The story does have some similarities to a Dickens story.
“It’s about a helpless boy who is taking care of elderly folk and he makes the most of the time in his life by enjoying what he loves to do,” Strozier says. “It’s a very poignant, loving tale. You have to like it.”
Capote’s story was “absolutely autobiographical,” Strozier says.
“The boy in the story has been abandoned by his family, with his mother living in New York and his father living in New Orleans,” Strozier says. “He never sees them when he’s growing up.
“When Capote was about 7 or 8 years old, his mother ran off with her lover and moved to New York. His father lived in the bordello section of New Orleans.
“Capote lived with three or four elderly women in Alabama and Louisiana,” Strozier says. “He never saw his parents.”

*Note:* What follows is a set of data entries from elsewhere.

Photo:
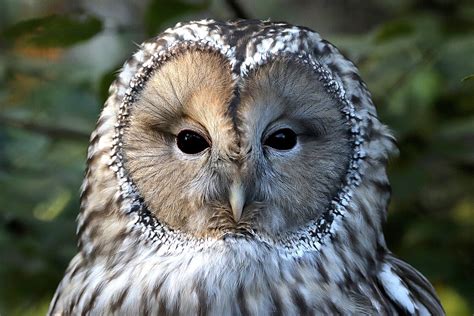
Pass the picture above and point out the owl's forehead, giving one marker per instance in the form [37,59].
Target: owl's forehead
[245,44]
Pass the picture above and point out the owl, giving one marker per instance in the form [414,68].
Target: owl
[238,168]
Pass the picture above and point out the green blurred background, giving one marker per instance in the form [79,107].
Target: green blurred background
[57,58]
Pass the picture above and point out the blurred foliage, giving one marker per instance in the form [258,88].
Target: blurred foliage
[58,58]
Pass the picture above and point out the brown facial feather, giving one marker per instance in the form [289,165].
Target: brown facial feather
[283,189]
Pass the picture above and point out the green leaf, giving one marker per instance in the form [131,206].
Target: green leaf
[392,30]
[54,30]
[470,77]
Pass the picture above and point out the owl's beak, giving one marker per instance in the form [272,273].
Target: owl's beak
[237,199]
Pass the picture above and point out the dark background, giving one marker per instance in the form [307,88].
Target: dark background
[57,58]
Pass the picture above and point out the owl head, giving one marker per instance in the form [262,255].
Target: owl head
[240,130]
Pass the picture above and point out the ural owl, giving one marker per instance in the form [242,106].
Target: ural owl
[238,168]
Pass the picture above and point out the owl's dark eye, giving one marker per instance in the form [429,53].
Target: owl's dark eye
[282,139]
[190,142]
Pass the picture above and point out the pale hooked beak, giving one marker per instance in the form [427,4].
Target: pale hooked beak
[237,199]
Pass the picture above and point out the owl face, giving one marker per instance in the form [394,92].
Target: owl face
[214,154]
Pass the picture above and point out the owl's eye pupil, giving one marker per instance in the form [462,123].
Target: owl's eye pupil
[190,142]
[282,139]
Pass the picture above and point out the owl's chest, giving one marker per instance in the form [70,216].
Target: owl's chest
[215,283]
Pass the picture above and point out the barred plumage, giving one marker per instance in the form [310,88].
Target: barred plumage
[239,228]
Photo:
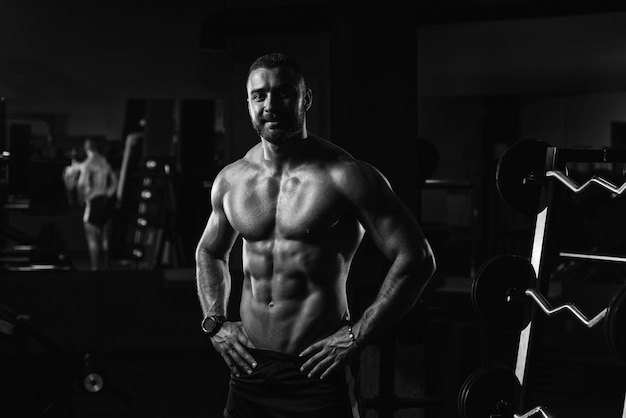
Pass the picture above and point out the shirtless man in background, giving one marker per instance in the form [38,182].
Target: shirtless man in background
[302,206]
[96,183]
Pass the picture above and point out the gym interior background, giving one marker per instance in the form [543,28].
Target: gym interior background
[433,95]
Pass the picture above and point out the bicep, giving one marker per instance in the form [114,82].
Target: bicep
[218,236]
[386,218]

The story is a familiar one to people who lived during the Depression, Strozier says. Both he and his wife, Helen, lived with their parents, but had numerous elderly relatives they visited often.

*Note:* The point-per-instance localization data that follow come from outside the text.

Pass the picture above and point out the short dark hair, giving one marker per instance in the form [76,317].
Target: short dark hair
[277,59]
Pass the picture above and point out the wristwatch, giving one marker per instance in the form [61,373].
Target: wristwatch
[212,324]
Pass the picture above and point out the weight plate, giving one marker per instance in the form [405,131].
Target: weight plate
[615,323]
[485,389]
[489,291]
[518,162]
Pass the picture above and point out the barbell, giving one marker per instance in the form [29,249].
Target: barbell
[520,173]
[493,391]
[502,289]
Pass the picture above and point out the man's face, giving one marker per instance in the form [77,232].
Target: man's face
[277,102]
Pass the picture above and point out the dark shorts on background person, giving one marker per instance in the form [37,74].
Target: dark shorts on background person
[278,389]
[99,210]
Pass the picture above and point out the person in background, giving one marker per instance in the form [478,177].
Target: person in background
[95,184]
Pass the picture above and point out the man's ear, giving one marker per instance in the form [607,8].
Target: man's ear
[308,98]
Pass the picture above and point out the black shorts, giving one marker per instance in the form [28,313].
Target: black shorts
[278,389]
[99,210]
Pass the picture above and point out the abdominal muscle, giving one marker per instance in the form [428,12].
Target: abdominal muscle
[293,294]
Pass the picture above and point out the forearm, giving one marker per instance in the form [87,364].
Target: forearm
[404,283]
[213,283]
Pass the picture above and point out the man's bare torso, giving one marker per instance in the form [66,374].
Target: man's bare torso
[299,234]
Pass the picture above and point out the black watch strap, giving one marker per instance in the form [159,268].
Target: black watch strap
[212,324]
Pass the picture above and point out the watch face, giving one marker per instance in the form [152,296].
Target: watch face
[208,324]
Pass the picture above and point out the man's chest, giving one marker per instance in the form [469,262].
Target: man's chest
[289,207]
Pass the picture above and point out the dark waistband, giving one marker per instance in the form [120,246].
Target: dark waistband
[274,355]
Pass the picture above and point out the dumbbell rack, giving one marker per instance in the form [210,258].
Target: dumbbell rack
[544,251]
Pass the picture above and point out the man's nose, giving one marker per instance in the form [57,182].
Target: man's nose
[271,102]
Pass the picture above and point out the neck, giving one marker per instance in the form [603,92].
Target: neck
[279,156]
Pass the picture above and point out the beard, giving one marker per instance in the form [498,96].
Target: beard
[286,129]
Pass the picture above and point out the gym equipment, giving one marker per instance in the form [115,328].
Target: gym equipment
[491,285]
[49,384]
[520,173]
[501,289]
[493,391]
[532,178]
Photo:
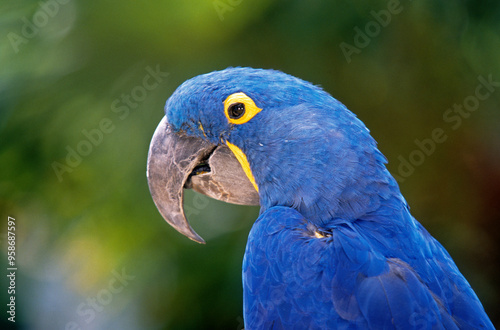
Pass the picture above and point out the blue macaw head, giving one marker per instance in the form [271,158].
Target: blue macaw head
[254,136]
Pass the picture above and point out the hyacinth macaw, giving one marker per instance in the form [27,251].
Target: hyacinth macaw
[335,245]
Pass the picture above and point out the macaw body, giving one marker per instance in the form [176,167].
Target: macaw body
[335,245]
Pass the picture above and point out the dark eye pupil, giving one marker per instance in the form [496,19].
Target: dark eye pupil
[236,110]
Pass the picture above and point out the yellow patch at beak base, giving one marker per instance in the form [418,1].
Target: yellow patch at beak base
[242,158]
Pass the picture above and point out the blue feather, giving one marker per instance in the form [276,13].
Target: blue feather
[335,245]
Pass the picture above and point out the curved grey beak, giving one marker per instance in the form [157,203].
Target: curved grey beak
[177,161]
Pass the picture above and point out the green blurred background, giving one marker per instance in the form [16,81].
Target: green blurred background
[92,250]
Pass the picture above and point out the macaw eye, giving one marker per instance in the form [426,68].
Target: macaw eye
[236,110]
[240,108]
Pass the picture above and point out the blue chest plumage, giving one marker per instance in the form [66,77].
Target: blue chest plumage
[370,273]
[335,245]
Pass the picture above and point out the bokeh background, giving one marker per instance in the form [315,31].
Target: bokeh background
[91,78]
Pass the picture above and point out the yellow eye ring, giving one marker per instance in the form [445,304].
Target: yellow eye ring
[239,108]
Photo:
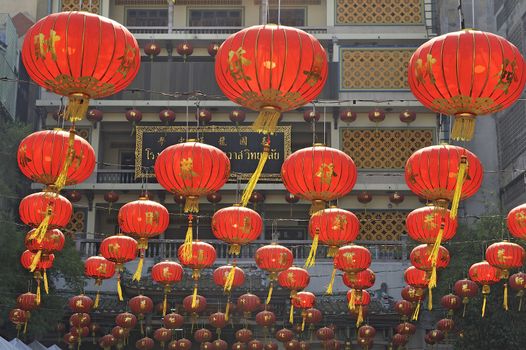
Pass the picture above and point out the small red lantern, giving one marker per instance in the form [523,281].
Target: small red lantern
[319,174]
[167,273]
[466,74]
[192,169]
[484,274]
[273,258]
[237,226]
[119,249]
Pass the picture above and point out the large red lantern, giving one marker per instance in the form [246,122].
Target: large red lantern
[143,219]
[333,227]
[192,169]
[236,226]
[167,273]
[273,258]
[318,174]
[271,69]
[119,249]
[444,174]
[55,54]
[56,157]
[484,274]
[466,74]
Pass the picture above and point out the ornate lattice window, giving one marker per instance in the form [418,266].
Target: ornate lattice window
[381,225]
[92,6]
[385,12]
[384,148]
[374,69]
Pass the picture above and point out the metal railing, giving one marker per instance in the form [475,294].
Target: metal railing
[167,249]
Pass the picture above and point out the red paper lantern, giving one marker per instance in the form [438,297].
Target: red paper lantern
[443,174]
[466,74]
[236,226]
[319,174]
[516,221]
[484,274]
[34,208]
[333,227]
[55,55]
[192,169]
[260,68]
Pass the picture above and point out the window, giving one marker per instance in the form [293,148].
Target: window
[147,17]
[215,18]
[293,17]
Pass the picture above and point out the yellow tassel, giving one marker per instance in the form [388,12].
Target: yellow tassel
[61,180]
[194,296]
[331,282]
[269,296]
[463,128]
[230,279]
[430,298]
[191,205]
[138,273]
[458,187]
[35,261]
[267,121]
[46,285]
[416,312]
[505,303]
[119,289]
[311,259]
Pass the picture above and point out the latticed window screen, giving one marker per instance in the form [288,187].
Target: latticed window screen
[92,6]
[374,69]
[379,12]
[383,148]
[381,225]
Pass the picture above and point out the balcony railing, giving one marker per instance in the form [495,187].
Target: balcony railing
[167,249]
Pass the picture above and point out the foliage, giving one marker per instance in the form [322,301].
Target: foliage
[68,268]
[499,329]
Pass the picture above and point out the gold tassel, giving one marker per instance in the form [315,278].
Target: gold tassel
[463,128]
[267,120]
[269,296]
[331,282]
[35,261]
[46,285]
[505,303]
[191,205]
[194,296]
[311,259]
[247,193]
[458,187]
[138,273]
[230,279]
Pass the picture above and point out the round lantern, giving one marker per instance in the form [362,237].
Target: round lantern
[196,256]
[466,74]
[98,268]
[237,226]
[265,318]
[192,169]
[260,68]
[273,258]
[54,54]
[444,174]
[484,274]
[333,227]
[318,174]
[119,249]
[516,221]
[167,273]
[173,320]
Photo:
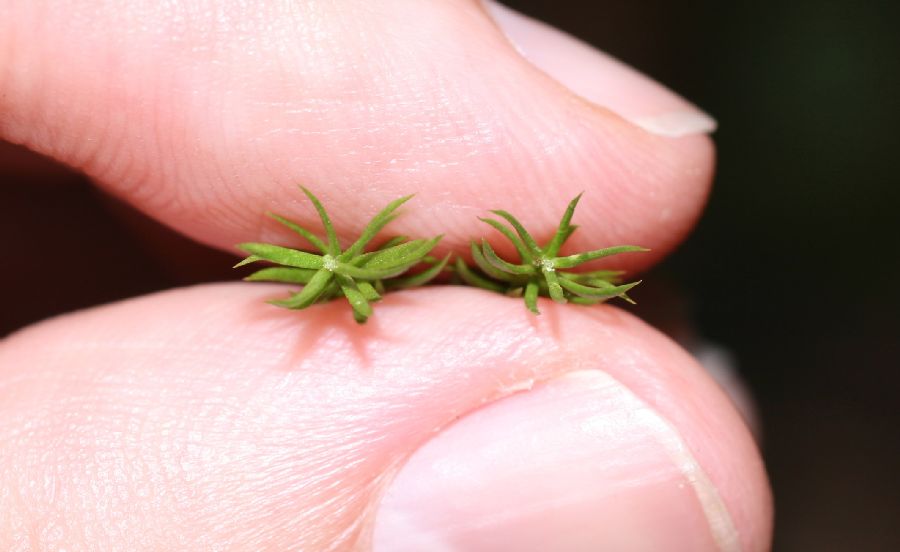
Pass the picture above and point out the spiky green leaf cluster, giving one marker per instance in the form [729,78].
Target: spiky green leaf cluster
[541,270]
[329,273]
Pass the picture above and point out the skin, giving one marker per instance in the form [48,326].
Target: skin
[201,418]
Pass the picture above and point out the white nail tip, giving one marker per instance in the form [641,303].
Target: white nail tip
[677,124]
[721,526]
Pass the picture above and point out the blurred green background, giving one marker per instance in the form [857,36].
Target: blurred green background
[794,266]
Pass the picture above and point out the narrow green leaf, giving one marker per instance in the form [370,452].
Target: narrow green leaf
[306,234]
[468,276]
[553,286]
[531,293]
[524,254]
[526,237]
[487,267]
[248,260]
[282,255]
[419,279]
[575,260]
[396,240]
[611,276]
[375,225]
[282,274]
[361,307]
[371,274]
[368,291]
[308,295]
[333,247]
[564,230]
[500,264]
[404,254]
[578,300]
[596,292]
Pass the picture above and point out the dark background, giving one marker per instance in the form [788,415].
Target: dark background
[794,266]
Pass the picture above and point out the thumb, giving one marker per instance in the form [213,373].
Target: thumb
[454,420]
[207,114]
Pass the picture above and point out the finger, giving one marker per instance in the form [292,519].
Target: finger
[201,418]
[208,115]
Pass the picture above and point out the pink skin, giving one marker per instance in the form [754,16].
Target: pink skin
[202,418]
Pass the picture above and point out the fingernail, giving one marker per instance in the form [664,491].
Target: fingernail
[600,78]
[578,463]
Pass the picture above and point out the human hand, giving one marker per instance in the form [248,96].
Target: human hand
[202,418]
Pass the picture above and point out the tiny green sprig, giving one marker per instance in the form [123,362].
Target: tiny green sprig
[359,276]
[541,270]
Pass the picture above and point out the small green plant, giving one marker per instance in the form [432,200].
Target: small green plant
[540,270]
[360,276]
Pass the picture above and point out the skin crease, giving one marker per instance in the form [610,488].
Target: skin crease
[166,413]
[206,118]
[202,418]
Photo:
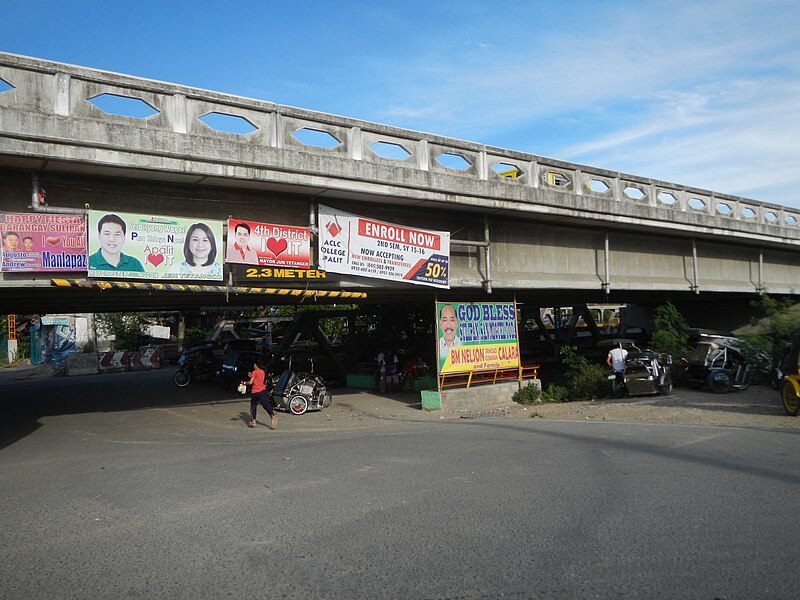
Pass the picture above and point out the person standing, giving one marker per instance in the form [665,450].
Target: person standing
[259,393]
[616,358]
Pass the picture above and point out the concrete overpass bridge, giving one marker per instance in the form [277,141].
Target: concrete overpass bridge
[546,230]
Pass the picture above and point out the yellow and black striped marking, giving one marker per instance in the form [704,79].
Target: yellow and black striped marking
[195,288]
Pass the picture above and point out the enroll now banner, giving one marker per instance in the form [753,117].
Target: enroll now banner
[40,242]
[476,336]
[355,245]
[137,246]
[266,244]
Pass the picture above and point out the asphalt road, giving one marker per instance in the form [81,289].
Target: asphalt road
[123,486]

“The story is very poignant from the point of our experience,” Strozier says. “It’s easy to fall into that story in that respect.
“It’s a very Southern story. The language is very Southern.

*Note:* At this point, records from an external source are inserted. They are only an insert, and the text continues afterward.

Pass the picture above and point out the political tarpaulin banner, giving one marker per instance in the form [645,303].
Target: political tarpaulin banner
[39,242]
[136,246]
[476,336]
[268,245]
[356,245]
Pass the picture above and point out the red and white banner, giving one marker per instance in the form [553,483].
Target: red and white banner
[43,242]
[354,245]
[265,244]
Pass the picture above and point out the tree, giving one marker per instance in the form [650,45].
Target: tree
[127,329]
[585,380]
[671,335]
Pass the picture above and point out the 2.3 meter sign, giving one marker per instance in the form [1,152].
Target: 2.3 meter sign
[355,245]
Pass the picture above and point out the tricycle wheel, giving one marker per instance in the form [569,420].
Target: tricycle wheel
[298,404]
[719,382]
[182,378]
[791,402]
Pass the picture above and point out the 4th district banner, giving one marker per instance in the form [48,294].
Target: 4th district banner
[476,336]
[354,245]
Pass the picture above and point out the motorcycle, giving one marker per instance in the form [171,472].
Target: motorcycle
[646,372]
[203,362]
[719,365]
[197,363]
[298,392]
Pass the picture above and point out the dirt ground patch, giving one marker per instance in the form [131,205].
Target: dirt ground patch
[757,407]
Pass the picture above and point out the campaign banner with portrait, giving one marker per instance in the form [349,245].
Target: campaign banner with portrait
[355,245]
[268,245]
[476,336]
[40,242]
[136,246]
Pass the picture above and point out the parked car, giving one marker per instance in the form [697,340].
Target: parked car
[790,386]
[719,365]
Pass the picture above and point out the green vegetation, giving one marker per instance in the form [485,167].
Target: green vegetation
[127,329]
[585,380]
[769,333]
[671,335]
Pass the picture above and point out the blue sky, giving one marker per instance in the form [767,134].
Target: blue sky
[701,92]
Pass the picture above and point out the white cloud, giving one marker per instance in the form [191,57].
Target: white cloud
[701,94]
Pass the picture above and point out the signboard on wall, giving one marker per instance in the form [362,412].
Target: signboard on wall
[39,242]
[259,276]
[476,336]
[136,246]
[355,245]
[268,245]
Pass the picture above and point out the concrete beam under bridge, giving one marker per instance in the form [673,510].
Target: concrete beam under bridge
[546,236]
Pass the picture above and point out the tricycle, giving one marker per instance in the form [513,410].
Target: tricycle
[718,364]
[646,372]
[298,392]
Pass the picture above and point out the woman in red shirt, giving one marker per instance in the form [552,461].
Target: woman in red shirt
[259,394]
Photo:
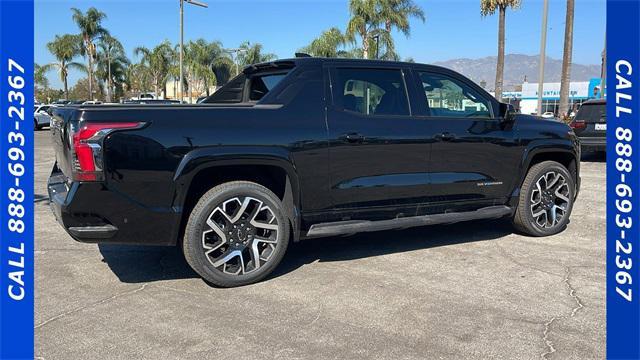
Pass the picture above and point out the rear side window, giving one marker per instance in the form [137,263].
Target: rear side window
[262,84]
[370,91]
[258,84]
[449,97]
[232,92]
[592,113]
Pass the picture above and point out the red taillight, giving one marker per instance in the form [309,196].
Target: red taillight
[578,124]
[87,147]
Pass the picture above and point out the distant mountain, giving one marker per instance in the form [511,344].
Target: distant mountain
[517,66]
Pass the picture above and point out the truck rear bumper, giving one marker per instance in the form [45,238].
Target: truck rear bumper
[91,213]
[593,144]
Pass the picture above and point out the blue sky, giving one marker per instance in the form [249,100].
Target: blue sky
[453,29]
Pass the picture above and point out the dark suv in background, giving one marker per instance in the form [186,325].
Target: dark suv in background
[590,125]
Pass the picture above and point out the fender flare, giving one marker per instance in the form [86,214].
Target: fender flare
[541,147]
[201,159]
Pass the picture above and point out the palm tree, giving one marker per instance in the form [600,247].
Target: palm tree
[252,54]
[396,15]
[364,22]
[111,53]
[376,19]
[137,78]
[40,76]
[563,107]
[207,65]
[158,61]
[489,7]
[91,29]
[64,48]
[328,44]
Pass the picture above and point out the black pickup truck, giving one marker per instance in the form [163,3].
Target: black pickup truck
[304,148]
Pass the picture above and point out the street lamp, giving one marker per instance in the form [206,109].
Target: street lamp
[192,2]
[543,45]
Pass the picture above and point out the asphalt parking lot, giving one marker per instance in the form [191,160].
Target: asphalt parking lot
[470,290]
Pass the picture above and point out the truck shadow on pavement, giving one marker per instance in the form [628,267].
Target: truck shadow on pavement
[142,264]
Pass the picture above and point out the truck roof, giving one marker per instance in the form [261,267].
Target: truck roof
[319,60]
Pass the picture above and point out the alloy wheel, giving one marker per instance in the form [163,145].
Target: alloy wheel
[240,235]
[550,199]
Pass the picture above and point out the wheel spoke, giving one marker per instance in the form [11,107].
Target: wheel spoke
[226,257]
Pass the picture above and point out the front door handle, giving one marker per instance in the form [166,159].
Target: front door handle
[445,136]
[353,138]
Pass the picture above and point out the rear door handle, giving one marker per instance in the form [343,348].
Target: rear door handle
[353,137]
[445,136]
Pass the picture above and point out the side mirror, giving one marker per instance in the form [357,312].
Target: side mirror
[507,112]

“We have to remember Southern literature practically didn’t exist in the 19th century, except for oral tradition,” he says. “This story is good for that reason.”
Much of the language in the story echoes that of a storyteller, Strozier says.
“That’s what makes it powerful,” he says. “When someone is telling a good story, we sit down and listen to it.”
The Flannery O’Connor Childhood Home today is a historic house museum. O’Connor lived in the house until just before her 13th birthday, when she and her parents moved to Milledgeville in 1940 to live on Andalusia Farm.
Her father had been diagnosed with systemic lupus erythematosus in 1937 and he died in 1941. O’Connor and her mother continued to live in Milledgeville.
Later in life, O’Connor was diagnosed with the same form of lupus that killed her father. She returned to Andalusia and died in 1964 at the age of 39.
O’Connor used to tell her friends to pile into the bathtub so she could read to them. While the Flannery O’Connor Childhood Home would be the perfect setting for a reading of the author’s stories, it will never happen.
“For copyright reasons, we can’t read Flannery’s stories at the home,” Shelley says. “’A Christmas Memory’ is a fabulous Christmas story.”
A high-quality recording will be made of this year’s reading, Shelley says.
“Dr. Strozier has an amazing voice,” she says. “He has a wonderful Southern accent that is perfect for this reading and we are grateful every time he does it.”
The entire neighborhood surrounding the house, which stands at 207 E. Charlton St., was familiar to O’Connor.
“She was born a block away in the original St. Joseph’s Hospital,” Shelley says. “We have the reading in the parlor just where they celebrated Christmas.
“I just got the Christmas tree up and it’s so beautiful. I’m thrilled to have everyone come here.
“It’s a small space,” she says. “We have the doors open at 3:15 p.m. and squeeze in as many as we can. We try not to turn anyone away.”
While the reading is free, guests can help the foundation by making a purchase in the home’s gift shop.
“We’re definitely pushing ‘shop local,’” Shelley says. “We have Flannery’s books, T-shirts and other items so you can stock up on Flannery swag while you’re here.”
IF YOU GO
What: Annual holiday reading of ‘A Christmas Memory’
When: 4 p.m. Dec. 11
Where: Flannery O’Connor Childhood Home, 207 E. Charlton St.